This repository contains data files and scripts to run machine learning algorithms using the function automl
from h2o.ai in R.
Documentation from h2o ai can be found at: https://docs.h2o.ai/h2o/latest-stable/h2o-docs/automl.html
See https://hackmd.io/@dlholf/manuscript#About-the-dataset for explanation about the dataset.
Data is contained in the folder 'data'.
There are 5 script files in the folder 'scripts'.
- data_clean.R cleans and combines the raw data file into a form ready for analysis.
- add_strategies.R codes participants' choices according to whether it is:
- The best equally-weight average by %RI
- The best traffic light bands (on average)
- Minimising one of the following nutrients' %RI: sugar, salt, energy, fat
- Minimising one of the following nutrients' TFL band: sugar, salt, fat
-
run_models.R runs the h2o.automl models for 9 different criteria (5 based on %RI, 4 based on TFL bands) and extracts metrics (SHAP values etc.) from each model.
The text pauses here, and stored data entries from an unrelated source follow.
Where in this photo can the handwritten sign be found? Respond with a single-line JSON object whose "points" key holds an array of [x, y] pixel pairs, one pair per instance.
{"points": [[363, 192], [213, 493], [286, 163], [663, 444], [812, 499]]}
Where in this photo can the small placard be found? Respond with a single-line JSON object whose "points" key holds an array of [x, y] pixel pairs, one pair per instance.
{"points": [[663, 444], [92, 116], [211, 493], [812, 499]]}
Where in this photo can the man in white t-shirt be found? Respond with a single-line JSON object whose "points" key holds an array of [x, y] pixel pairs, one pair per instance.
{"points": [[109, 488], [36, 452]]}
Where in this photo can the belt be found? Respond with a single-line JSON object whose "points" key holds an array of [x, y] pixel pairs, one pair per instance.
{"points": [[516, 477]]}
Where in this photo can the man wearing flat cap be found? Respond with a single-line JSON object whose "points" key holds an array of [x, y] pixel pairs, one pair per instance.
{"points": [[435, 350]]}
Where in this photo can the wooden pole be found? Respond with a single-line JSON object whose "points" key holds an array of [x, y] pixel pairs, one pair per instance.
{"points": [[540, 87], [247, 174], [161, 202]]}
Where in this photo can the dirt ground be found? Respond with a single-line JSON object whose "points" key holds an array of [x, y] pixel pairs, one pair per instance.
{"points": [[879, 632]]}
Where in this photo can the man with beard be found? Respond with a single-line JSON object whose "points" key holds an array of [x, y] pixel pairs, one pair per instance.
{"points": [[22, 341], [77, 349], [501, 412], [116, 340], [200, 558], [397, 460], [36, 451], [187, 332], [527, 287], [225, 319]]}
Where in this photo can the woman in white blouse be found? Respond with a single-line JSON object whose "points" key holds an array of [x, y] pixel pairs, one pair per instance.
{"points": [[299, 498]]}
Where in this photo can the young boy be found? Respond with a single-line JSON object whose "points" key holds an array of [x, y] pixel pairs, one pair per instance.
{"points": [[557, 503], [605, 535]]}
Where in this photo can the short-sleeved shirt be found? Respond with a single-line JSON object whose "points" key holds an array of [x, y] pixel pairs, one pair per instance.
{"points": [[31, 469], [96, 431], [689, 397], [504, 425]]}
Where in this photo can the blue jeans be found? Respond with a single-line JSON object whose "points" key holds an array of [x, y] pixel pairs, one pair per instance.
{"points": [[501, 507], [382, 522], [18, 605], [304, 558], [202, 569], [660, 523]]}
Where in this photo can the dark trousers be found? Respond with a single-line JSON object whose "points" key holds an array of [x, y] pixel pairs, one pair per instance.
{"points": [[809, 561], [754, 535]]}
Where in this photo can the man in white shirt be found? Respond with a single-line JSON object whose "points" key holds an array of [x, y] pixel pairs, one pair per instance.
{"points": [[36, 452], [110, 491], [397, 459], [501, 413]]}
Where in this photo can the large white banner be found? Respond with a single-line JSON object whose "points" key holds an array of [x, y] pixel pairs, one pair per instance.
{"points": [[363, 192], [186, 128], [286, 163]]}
It also plots and saves SHAP and PD plots.
-
surrogate_plots.R does the same as 3, but with 'Yes'/'No' coding of the binary choices, such that we can plot surrogate trees using these responses instead.
-
metrics.R analyses the extracted metrics from 3.
The folder 'plots' contain the SHAP and partial dependency plots produced in the scripts.
The folder 'metrics' contain the extracted model fit metrics and SHAP values produced in the run_models.R script.